Issue management platforms can initiate post-mortems as a follow-up action to a major or critical issue. The tool supplies a detailed log of the incident response timeline and actions/results for review.

Post-mortems focus on root causes rather than proximate causes. Proximate causes are the reasons or triggers that started the issue. A root cause is the central fault that, if corrected, could prevent all such incidents. For example, an application throws an error because its volume runs out of storage. The application error is the proximate cause of the issue, but the root cause is a lack of monitoring of logical unit number (LUN) usage and remaining capacity. The post-mortem evaluation might result in new storage monitoring that triggers an alert when the LUN hits 85% full. With that fix in place, administrators can add storage before an application error ever occurs. Similarly, a post-mortem could inform a decision to upgrade systems or software.

A post-mortem process can yield process improvements for IT support as well. For example, upon review, the team determines that it should escalate a certain type of issue sooner.

IT support tools

It takes well-organized information and collaboration to maintain a 24/7 year-round enterprise IT deployment. The IT support process relies on a suite of tools: monitoring, alert reporting and issue or incident management. Use monitoring to find an issue; IT issue management tools to classify, organize and report on it; and communication products to keep support staff and users up to date on the progress made.

Monitoring and alert tools discover and report problems via logs, agent-based information or other input, or users report them. There is a plethora of monitoring options in various categories: Datadog, New Relic, Nagios and Splunk are a few. Alert management tool options include PagerDuty and xMatters.

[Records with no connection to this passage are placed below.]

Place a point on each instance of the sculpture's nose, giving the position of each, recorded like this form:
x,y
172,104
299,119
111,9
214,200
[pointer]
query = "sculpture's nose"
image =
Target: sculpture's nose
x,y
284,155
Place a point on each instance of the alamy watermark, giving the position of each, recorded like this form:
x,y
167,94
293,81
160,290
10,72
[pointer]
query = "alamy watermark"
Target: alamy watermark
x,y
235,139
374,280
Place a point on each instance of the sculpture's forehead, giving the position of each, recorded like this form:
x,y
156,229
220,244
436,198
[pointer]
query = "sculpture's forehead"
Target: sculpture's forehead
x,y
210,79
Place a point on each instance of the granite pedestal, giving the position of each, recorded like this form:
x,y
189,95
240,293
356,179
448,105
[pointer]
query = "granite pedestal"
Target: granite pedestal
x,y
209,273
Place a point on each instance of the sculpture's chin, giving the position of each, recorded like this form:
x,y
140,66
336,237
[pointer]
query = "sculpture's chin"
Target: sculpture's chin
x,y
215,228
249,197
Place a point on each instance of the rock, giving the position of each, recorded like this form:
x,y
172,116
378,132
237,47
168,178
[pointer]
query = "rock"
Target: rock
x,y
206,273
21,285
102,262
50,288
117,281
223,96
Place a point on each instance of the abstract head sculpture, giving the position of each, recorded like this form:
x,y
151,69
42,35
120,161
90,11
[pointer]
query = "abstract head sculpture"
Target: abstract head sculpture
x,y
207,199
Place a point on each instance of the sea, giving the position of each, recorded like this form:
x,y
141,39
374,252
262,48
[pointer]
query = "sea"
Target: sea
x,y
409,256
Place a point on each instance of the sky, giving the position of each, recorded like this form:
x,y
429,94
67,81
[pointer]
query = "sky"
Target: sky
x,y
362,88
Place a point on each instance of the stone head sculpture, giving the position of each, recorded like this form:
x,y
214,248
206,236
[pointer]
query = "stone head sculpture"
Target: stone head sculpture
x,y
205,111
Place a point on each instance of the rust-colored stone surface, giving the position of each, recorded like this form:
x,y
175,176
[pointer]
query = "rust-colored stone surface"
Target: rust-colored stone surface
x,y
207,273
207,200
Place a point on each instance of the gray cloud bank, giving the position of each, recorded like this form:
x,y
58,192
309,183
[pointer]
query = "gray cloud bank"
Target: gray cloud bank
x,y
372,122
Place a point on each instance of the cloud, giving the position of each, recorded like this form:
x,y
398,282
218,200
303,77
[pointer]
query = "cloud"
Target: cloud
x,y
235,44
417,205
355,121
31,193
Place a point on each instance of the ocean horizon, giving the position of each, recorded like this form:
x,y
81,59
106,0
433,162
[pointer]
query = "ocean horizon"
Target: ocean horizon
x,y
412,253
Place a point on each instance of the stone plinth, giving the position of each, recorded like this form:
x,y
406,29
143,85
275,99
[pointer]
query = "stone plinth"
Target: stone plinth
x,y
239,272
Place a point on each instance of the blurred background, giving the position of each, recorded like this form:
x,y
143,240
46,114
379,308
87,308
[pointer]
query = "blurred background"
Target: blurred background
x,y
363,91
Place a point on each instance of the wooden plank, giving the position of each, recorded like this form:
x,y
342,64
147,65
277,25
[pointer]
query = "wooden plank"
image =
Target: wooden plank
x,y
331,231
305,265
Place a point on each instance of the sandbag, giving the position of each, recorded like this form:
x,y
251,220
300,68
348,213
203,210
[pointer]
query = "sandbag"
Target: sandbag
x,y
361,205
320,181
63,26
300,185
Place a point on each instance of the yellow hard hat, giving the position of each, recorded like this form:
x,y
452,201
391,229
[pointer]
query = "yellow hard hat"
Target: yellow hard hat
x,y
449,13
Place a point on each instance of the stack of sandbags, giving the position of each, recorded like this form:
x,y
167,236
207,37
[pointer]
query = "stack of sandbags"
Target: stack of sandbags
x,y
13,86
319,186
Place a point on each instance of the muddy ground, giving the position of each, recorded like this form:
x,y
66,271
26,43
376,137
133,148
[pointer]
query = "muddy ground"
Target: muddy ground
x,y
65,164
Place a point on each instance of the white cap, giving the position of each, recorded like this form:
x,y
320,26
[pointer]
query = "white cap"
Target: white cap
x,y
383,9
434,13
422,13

IT issue management platforms organize the remediation efforts of developers, operations staff and business leaders. They also offer a way to communicate to the affected software users. Popular tools to track and manage response to issues include Atlassian Jira Ops, Bugzilla and nTask. An increasing number of issue management tools are available as hosted services from the vendor rather than on-premises deployments. By running the product on an external cloud, the IT organization can keep it safe from outages that affect internal infrastructure.

These tools might rely on a ChatOps connection to products such as Slack for rapid IT support team communication.

Talk it out

Communication is critical in any IT support process, within the team and externally to affected users.

Text chat, video chat, shared notes and documents, and other media keep team members in touch and working collaboratively toward the most productive outcome. If ideas and results aren't shared quickly, teams can see duplicated effort and long MTTRs.

External communication is also vital to the user community. Users expect the business to inform them of an issue and provide timely updates on its resolution. This can keep down the number of duplicate tickets sent in by different users and inspire confidence in the support team and business as a whole. Generally, filter progress information for internal versus external communications. Users do not need to see the detailed progress notes generated within the issue management system. In fact, that information could include IP addresses, software stack configurations and other sensitive materials best kept confidential. User-facing communication is often supported through integrations with specialized communication tools, such as Atlassian Statuspage, or even an intranet or email update.